Pirate's gold distribution problem

Q:
n Pirates with unique rank from 1 to n.
m pieces of gold.

Highest pirate gives proposal and all of them vote. Half or more support, ok.
else kill him. do again.

All pirates are willing to kill others. but if there's benifit, they choose
money. and they all know others are the same.

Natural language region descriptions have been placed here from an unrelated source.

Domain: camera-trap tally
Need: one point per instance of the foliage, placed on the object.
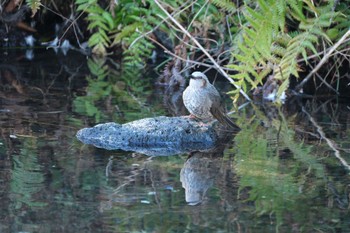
(271, 45)
(122, 91)
(100, 23)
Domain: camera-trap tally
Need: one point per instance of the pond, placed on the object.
(286, 170)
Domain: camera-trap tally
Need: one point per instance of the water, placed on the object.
(276, 175)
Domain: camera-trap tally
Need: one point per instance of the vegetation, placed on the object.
(259, 38)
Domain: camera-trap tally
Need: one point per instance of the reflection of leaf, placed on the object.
(27, 176)
(275, 184)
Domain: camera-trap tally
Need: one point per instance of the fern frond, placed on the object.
(227, 5)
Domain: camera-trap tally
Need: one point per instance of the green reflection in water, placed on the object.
(283, 177)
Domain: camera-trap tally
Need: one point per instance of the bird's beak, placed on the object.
(194, 77)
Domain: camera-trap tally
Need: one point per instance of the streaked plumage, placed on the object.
(203, 101)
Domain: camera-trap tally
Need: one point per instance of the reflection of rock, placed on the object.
(151, 136)
(197, 176)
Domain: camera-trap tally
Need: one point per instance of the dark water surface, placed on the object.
(285, 171)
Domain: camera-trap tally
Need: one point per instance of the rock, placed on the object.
(159, 136)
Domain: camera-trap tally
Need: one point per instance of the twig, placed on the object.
(330, 143)
(182, 59)
(216, 65)
(323, 60)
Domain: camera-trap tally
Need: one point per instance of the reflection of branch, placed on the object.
(330, 143)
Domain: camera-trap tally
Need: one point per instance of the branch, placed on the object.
(216, 65)
(323, 60)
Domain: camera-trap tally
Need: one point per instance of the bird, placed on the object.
(203, 101)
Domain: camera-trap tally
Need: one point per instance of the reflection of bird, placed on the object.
(203, 101)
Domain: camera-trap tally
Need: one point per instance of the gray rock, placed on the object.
(151, 136)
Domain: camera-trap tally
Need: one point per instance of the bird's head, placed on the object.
(198, 80)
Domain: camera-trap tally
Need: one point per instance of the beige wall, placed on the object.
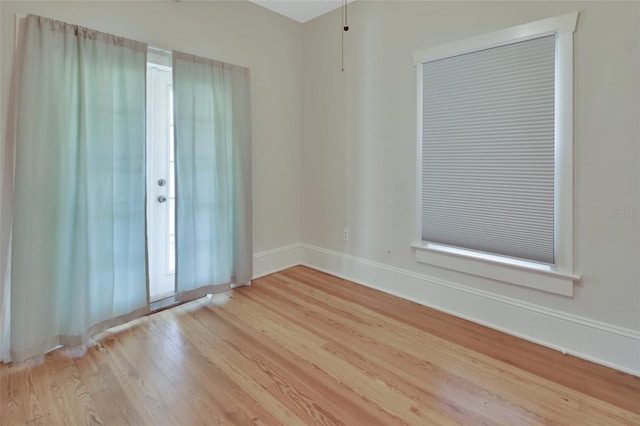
(237, 32)
(359, 142)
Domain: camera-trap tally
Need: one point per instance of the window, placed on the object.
(495, 164)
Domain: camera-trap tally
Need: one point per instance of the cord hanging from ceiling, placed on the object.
(345, 26)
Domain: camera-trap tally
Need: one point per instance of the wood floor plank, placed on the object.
(301, 347)
(603, 383)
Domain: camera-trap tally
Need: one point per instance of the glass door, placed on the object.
(160, 182)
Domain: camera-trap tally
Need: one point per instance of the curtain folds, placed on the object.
(78, 245)
(213, 176)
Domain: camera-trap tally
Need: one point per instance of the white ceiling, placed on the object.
(300, 10)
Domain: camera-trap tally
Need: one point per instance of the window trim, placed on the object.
(558, 278)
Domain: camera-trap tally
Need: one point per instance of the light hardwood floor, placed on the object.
(302, 347)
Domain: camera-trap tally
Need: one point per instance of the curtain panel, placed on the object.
(213, 176)
(78, 254)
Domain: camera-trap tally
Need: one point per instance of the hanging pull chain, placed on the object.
(345, 26)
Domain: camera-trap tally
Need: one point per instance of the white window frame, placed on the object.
(558, 278)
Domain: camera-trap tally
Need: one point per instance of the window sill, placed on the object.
(522, 275)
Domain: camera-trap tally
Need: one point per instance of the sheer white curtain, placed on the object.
(78, 239)
(213, 175)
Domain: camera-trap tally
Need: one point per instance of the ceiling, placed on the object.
(300, 10)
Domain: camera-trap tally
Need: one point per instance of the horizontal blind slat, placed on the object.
(488, 150)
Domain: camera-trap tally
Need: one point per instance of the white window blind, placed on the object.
(488, 150)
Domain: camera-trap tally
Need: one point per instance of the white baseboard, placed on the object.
(595, 341)
(270, 261)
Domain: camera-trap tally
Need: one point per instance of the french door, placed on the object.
(160, 182)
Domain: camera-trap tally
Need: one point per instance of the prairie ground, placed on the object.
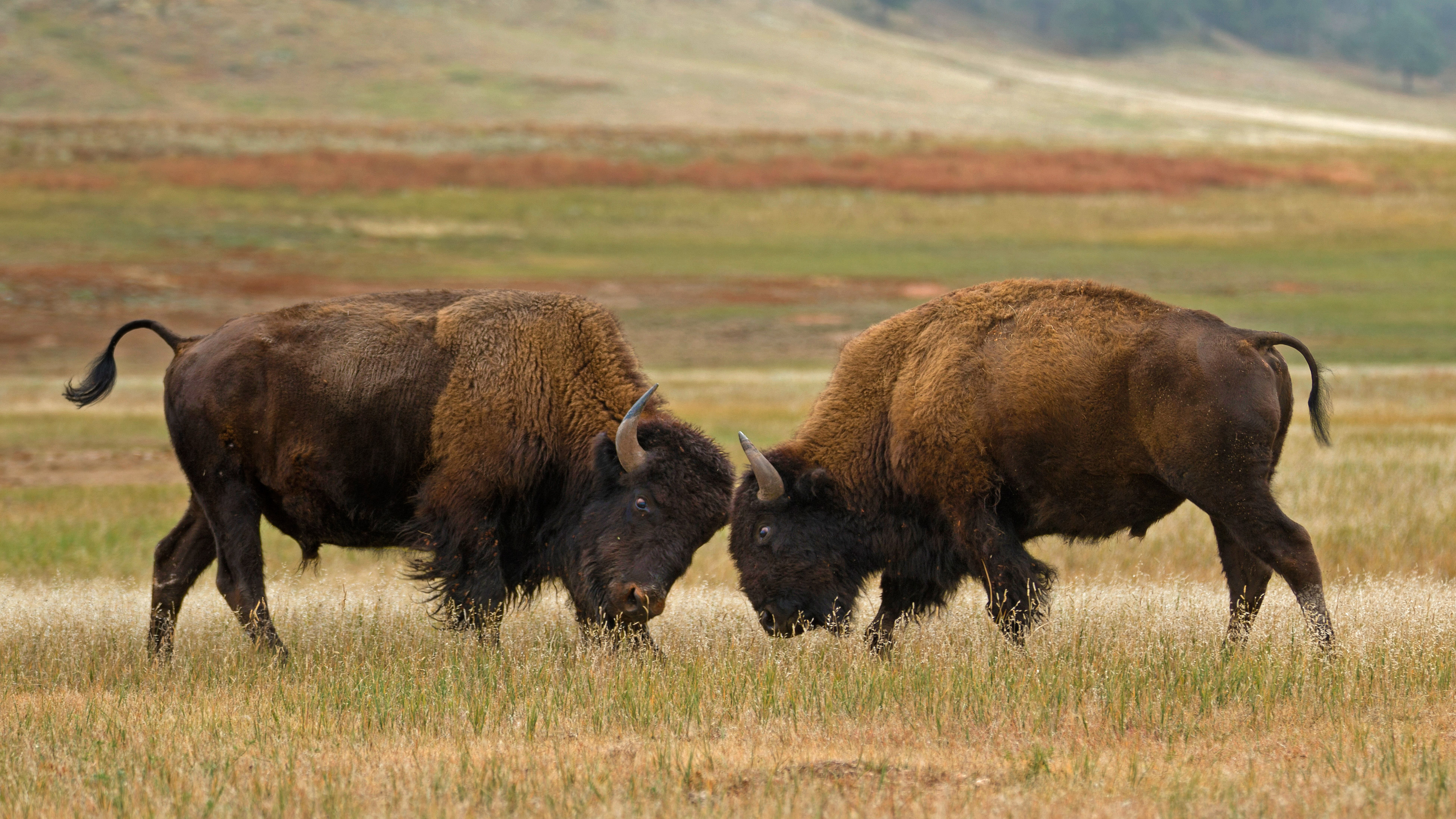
(1125, 703)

what's the best strategy for the highest pirate to get as more gold as possible?
write a program to exam your result.

If there's no enough gold, some one will be killed. Under what condition,
the highest pirate can suvive? give the mathematical answer. If m=0,
what's your program's output? is it match the mathematical answer? if not,
what's the problem?

A: Let's label the pirates as P_1,P_2,...,P_n, where p_n has highest rank
1. If P_1 need to make proposal, well, he just keep all the gold;
2. for p_2 , he could propose to have all gold, and got vote from himself;
3. for p_3, he could propose to get m-1 gold, while giving the 1 gold to p_1, so he can win two votes
4. for p_4, he could use 1 gold for p_2, and m-1 for himself
5. for p_5, he need 2 votes, 1 gold each to p_3 and p_1, and m-2 for himself
...
6. for p_(2*m+1), he could use all m gold to p_(2*m-1), p_(2*(m-1)-1), ... , p_1, and thus gather m + 1 votes (including himself), and survive
7. for p_(2*m+2), he could use all m gold to p_(2*m), p_(2*(m-1)), ... , p_2, and survive, but he could also get vote from p_(2*m+1) with 1 gold, because otherwise p_(2*m+1) won't get anything if it is up to himself to distribute the gold. Therefore, p_(2*m+2) can randomly distribute m gold to m of the m+1 pirates: p(2*m+1), p_(2*m), p_(2*(m-1)), ... , p_2, and survive.
8. for p_(2*m+3), there is no enough gold to get m+2 votes, so he will be killed anyway
9. for p_(2*m+4), he can get one vote from himself, m vote from randomly picked m from p_(2*m+2), p_(2*m+1), p_(2*m-1), ... , p_1 (who can not get any gold if do not support the propose), and p(2*m+1), p_(2*m), p_(2*(m-1)), ... , p_2, (who won't be sure to get a gold if p_(2*m+2) is going to distribute the gold), and one vote from p_(2*m+3) (otherwise he will be killed), therefore he can get totally m+2 votes and survive.
9. for p_(2*m+5), he needs m+3 votes to survive, but can only get m+1 votes. so he will be killed anyway
10. for p_(2*m+6), he needs m+3 votes, but can only get m+2 votes
11. for p_(2*m+7), he needs m+4 votes, but can only get m+3 votes
12. for p_(2*m+8), he needs m+4 votes, and can get it from himself, p_(2*m+7), p_(2*m+6), p_2*m+5), plus m votes from randomly picked p_(2*m+4), p_(2*m+3), p_(2*m+2),, ... , p_1 (who won't either get anything or be sure to get one gold, if p_(2*m+4) is going to distribute the gold). Therefore he can get totally m+4 votes and survive.
...
13. for p_(2*m + 2^k), k>0, he can survive as he can get vote by m golds, and votes from p_(2*m + 2^(k-1)+1), ..., p_(2*m + 2^k), totally m + 2^(k-1) votes and survive...the m golds will be distributed randomly picked m from p_1 to p_(2*m+2^(k-1))

if m = 0, p_1, p_2, p_4, p_8, ... , p_(2^k) can survive, this is same as concluded above.